NEW YORK (TheStreet) -- Shares of AT&T Inc. (T) are up 0.11% to $34.95 after the company provided 2015 capital expenditure guidance that was approximately 13.5% below consensus expectations, according to Credit Suisse analysts.
Additional growth due to better free cash flow could boost the telecommunications company in 2015, analysts said.
"Lower CapEx suggests better 2015 free cash flow. AT&T expects 2015 CapEx to be in the $18B range. This compares to our estimate of $20.5B, implying a potential boost to FCF of up to $2.5B," the firm said.
"Our 2015 FCF forecast is $11.1B. Free cash flow of $13B would imply year-over-year growth of nearly 20% and a dividend payout ratio of 77%, excluding pending acquisitions," Credit Suisse added.

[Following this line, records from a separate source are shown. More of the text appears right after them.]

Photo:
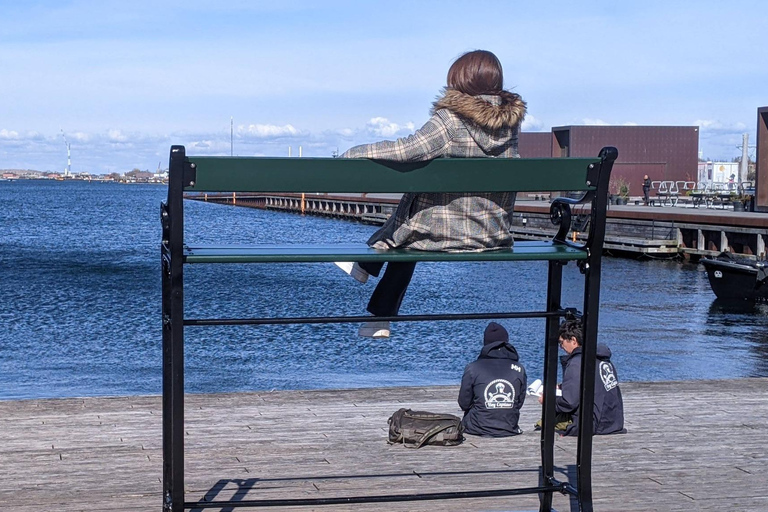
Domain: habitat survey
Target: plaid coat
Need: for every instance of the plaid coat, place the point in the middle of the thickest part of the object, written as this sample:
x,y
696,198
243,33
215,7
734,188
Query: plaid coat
x,y
461,126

Additionally, AT&T announced on Friday that it would acquire lusacell, Mexico's third largest wireless telecom company, for $2.5 billion.

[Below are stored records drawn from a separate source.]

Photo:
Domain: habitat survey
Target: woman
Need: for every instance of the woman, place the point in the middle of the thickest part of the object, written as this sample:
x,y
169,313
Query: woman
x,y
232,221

Separately, TheStreet Ratings team rates AT&T INC as a "buy" with a ratings score of A-. TheStreet Ratings Team has this to say about their recommendation:
"We rate AT&T INC (T) a BUY. This is based on the convergence of positive investment measures, which should help this stock outperform the majority of stocks that we rate. The company's strengths can be seen in multiple areas, such as its revenue growth, reasonable valuation levels, largely solid financial position with reasonable debt levels by most measures, notable return on equity and expanding profit margins. We feel these strengths outweigh the fact that the company has had sub par growth in net income."